Contrary to Lieberman’s claims, the public option envisioned by Senate Majority Leader Harry Reid (D-NV) would be required to compete on a level playing field with private insurers and charge premiums “in an amount sufficient to cover expected costs.” Instead of stifling the “economic recovery” and increasing “the debt,” the Congressional Budget Office concluded that the self-sustaining public option (similar to the one envisioned by Reid) could actually save the government money and slightly lower premiums.
Like Lieberman, America’s Health Insurance Plans (AHIP) — the insurance industry’s lobby — and the Business Roundtable have also argued that a public option that reimburses providers at lower rates than private payers would force providers to raise costs for Americans with private coverage in order to make-up the difference. MedPAC, the Congressional Budget Office, and numerous actuarial studies dispute the insurers’ claims.
These critics confuse cost shifts with price differentials.
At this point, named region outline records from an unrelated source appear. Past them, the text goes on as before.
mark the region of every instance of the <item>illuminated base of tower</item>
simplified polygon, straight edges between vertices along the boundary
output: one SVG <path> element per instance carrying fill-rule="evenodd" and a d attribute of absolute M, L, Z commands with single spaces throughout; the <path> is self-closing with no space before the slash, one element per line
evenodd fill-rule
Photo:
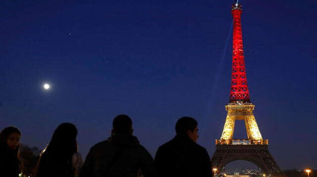
<path fill-rule="evenodd" d="M 220 139 L 221 144 L 230 144 L 233 137 L 236 120 L 244 120 L 248 139 L 252 142 L 263 142 L 262 136 L 253 115 L 254 105 L 251 103 L 230 103 L 226 105 L 228 111 Z"/>

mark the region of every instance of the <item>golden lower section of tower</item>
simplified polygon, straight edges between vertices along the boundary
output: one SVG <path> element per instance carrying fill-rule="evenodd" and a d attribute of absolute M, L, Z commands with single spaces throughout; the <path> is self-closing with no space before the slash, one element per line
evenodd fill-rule
<path fill-rule="evenodd" d="M 230 144 L 232 143 L 234 124 L 236 120 L 244 120 L 248 139 L 250 142 L 260 142 L 263 144 L 265 141 L 262 138 L 256 119 L 253 115 L 254 105 L 249 104 L 228 104 L 226 110 L 228 111 L 221 138 L 219 142 Z"/>

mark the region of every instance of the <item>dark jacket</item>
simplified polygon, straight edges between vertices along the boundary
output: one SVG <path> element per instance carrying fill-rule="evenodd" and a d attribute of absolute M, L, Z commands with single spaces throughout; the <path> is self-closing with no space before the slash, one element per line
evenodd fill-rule
<path fill-rule="evenodd" d="M 80 177 L 136 177 L 141 169 L 145 177 L 154 177 L 154 162 L 136 137 L 116 134 L 90 149 Z"/>
<path fill-rule="evenodd" d="M 208 153 L 187 136 L 176 135 L 160 146 L 155 162 L 159 177 L 212 176 Z"/>
<path fill-rule="evenodd" d="M 18 177 L 20 164 L 15 153 L 10 149 L 0 151 L 0 176 Z"/>

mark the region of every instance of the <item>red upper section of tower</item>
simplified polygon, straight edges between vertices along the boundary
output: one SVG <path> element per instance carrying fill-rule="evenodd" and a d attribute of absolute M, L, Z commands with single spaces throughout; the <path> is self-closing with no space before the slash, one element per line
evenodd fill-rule
<path fill-rule="evenodd" d="M 231 13 L 233 15 L 233 47 L 230 102 L 248 103 L 250 102 L 250 95 L 247 84 L 247 75 L 243 54 L 241 18 L 242 13 L 241 5 L 232 5 Z"/>

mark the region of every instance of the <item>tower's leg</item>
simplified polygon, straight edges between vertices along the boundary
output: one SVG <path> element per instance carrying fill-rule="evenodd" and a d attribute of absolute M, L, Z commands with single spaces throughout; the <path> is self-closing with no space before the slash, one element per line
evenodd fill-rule
<path fill-rule="evenodd" d="M 266 145 L 217 145 L 211 167 L 220 170 L 230 162 L 239 160 L 253 163 L 267 175 L 280 173 Z"/>
<path fill-rule="evenodd" d="M 254 140 L 262 139 L 262 136 L 254 116 L 253 115 L 246 116 L 245 121 L 249 138 Z M 249 137 L 249 135 L 250 137 Z"/>
<path fill-rule="evenodd" d="M 227 115 L 221 139 L 229 140 L 232 139 L 235 121 L 235 116 Z"/>

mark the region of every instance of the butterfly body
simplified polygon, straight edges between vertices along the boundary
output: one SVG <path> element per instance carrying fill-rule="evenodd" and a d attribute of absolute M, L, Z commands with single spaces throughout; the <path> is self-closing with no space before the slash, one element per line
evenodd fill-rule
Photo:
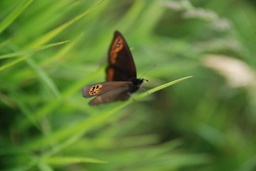
<path fill-rule="evenodd" d="M 82 95 L 97 95 L 89 105 L 126 100 L 138 90 L 143 79 L 137 78 L 136 68 L 130 49 L 121 33 L 116 31 L 108 51 L 106 82 L 83 87 Z"/>

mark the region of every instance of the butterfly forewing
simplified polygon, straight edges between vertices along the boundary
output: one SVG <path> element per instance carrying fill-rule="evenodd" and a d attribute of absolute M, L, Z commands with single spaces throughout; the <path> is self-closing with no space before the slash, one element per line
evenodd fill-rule
<path fill-rule="evenodd" d="M 107 82 L 85 86 L 82 95 L 85 98 L 96 95 L 89 105 L 98 105 L 116 100 L 125 100 L 135 92 L 143 79 L 138 79 L 133 56 L 126 40 L 116 31 L 108 51 Z"/>
<path fill-rule="evenodd" d="M 108 52 L 107 81 L 129 81 L 136 78 L 136 68 L 129 47 L 121 33 L 116 31 Z"/>

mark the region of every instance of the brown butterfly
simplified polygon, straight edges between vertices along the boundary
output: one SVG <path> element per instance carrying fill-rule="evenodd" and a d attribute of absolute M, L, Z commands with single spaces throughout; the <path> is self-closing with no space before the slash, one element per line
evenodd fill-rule
<path fill-rule="evenodd" d="M 85 98 L 97 95 L 89 105 L 126 100 L 143 82 L 137 78 L 136 68 L 129 47 L 122 34 L 116 31 L 108 52 L 107 81 L 83 87 Z"/>

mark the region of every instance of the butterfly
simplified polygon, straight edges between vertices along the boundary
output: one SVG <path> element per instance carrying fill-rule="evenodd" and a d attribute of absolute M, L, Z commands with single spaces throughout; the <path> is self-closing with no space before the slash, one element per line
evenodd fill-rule
<path fill-rule="evenodd" d="M 137 78 L 136 68 L 129 47 L 122 34 L 116 31 L 108 51 L 106 82 L 83 88 L 84 98 L 96 96 L 88 104 L 98 105 L 128 99 L 144 79 Z"/>

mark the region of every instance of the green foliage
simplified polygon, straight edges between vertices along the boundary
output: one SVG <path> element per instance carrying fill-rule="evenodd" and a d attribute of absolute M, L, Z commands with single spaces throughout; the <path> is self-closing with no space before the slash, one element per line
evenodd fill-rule
<path fill-rule="evenodd" d="M 255 170 L 255 9 L 1 0 L 1 170 Z M 139 77 L 158 65 L 145 92 L 91 107 L 115 30 Z"/>

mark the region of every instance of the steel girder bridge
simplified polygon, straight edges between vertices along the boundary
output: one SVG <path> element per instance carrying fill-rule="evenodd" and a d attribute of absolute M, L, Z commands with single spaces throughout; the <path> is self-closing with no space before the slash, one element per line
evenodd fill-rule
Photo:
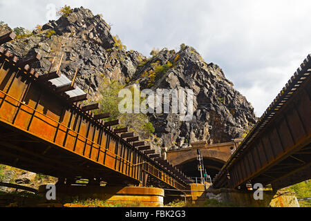
<path fill-rule="evenodd" d="M 310 73 L 309 55 L 214 177 L 214 188 L 279 189 L 311 178 Z"/>
<path fill-rule="evenodd" d="M 14 32 L 0 37 L 0 46 Z M 156 154 L 127 128 L 113 129 L 109 113 L 94 115 L 98 104 L 82 106 L 87 93 L 59 70 L 37 73 L 25 58 L 0 46 L 0 162 L 74 184 L 153 185 L 187 189 L 189 179 Z"/>

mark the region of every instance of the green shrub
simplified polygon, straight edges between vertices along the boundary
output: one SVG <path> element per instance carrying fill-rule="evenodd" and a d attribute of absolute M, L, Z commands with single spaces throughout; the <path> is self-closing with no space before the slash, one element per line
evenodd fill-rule
<path fill-rule="evenodd" d="M 56 32 L 54 30 L 49 30 L 46 32 L 46 37 L 50 38 L 52 35 L 55 35 Z"/>
<path fill-rule="evenodd" d="M 185 44 L 185 43 L 182 43 L 182 44 L 180 44 L 180 50 L 184 50 L 185 48 L 186 48 L 186 45 Z"/>
<path fill-rule="evenodd" d="M 123 45 L 121 42 L 121 40 L 119 39 L 119 36 L 115 35 L 113 36 L 113 40 L 115 40 L 115 44 L 113 46 L 117 48 L 117 49 L 126 50 L 126 46 Z"/>
<path fill-rule="evenodd" d="M 20 39 L 24 37 L 33 35 L 32 32 L 29 30 L 25 29 L 23 27 L 17 27 L 13 29 L 14 32 L 16 34 L 16 39 Z"/>

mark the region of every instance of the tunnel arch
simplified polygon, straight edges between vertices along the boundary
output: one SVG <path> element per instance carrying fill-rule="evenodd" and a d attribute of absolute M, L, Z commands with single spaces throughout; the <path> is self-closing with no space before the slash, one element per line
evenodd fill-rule
<path fill-rule="evenodd" d="M 214 177 L 231 156 L 229 151 L 200 148 L 203 157 L 203 164 L 207 174 Z M 200 177 L 198 171 L 197 151 L 196 148 L 180 149 L 170 151 L 167 160 L 189 177 Z"/>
Economists point out that “price differentials are not necessarily the recouping of losses from one payer by overcharging another”; providers often “charge different prices to different market segments” to maximize profits, not to shift costs. MedPAC has concluded that “hospitals that are forced to run efficiently are adequately funded by Medicare payments. Therefore, increasing Medicare reimbursements to hospitals would not reduce rates providers charge to private insurers.” The research suggests that hospitals “are raising prices when they have the market power to do so,” not because they are reimbursed at Medicare rates.